High-Speed Optical Diagnostics of Misfire Limits in a Spark-Ignited Heavy-Duty Hydrogen Engine

This study investigates the ignitability of hydrogen in an optical heavy-duty SI engine. While the ignition energy of hydrogen is exceptionally low, the high load and lean mixtures used in heavy-duty hydrogen engines lead to a high gas density, resulting in a much higher breakdown voltage than in light-duty SI engines. Spark plug wear is a concern, so there is a need to minimise the spark energy while maintaining combustion stability, even at challenging conditions for ignition. This work consists of a two-stage experimental study performed in an optical engine. In the first part, we mapped the combustion stability and frequency of misfires with two different ignition systems: a DC inductive discharge ignition system, and a closed-loop controlled capacitive AC system. The equivalence ratio and dwell time were varied for the inductive system while the capacitive system instead varied spark duration and spark current in addition to equivalence ratio.

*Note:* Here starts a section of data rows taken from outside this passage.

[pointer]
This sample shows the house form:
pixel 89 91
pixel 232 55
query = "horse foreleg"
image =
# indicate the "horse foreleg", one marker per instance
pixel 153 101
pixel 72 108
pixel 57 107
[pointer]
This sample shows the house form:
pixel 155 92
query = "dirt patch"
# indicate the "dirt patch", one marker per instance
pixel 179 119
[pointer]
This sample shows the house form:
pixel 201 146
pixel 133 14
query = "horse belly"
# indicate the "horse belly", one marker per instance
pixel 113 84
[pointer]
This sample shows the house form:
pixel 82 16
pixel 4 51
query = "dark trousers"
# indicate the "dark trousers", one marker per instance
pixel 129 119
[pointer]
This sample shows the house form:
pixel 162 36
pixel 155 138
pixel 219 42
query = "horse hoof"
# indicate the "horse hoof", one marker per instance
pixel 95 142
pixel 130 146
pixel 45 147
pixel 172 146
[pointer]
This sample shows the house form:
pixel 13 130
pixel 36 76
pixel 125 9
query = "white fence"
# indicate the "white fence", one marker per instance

A key finding was that spark energy correlated well with ignitability, as long as the spark was sufficiently stable. In the second phase of this study, we employed an intensified high-speed camera to directly view the early flame development process. Two distinct types of misfires were identified: flame kernels could be quenched as they were convected away from the spark plug, or by the spark plug shell and ground electrode. Flame kernels were typically extinguished within 300 μs after the end of the spark, but their lifetimes varied with spark duration in a way that suggests that flame kernels can be extinguished even during an ongoing spark. Furthermore, the heat release of fired cycles could be delayed both by unusually slow flame development and due to quenching effects of the spark plug.